Based on these conclusions, resistance values >1000 Ω could possibly be allowed where a path from one foot to the other foot is concerned. However, the following factors should be considered:

A voltage between the 2 feet, painful but not fatal might result in a fall that could cause a larger current flow through the chest area. The degree of this hazard would further depend on the fault duration and the possibility of another successive shock, perhaps on enclosure
A person might be working or resting in a prone position when a fault occurs

It is apparent that the dangers from foot-to-foot contact are far less than from the other type. However, since deaths have occurred from case (i), it is a danger that should not be ignored.

CONCLUSION

Effects of an electric current passing through the vital parts of a human body depend on the duration, magnitude and frequency of this current.
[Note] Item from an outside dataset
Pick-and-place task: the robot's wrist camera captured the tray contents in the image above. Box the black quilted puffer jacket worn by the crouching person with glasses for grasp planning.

The most dangerous consequence of such an exposure is a heart condition known as ventricular fibrillation, resulting in immediate arrest of blood circulation. Humans are very vulnerable to the effects of electric current at frequencies of 50 or 60 Hz. Currents of approximately 0.1 A can be lethal.

RECOMMENDATION

The electric shock accident circumstances should be reduced and the common sources of hazard must not be ignored.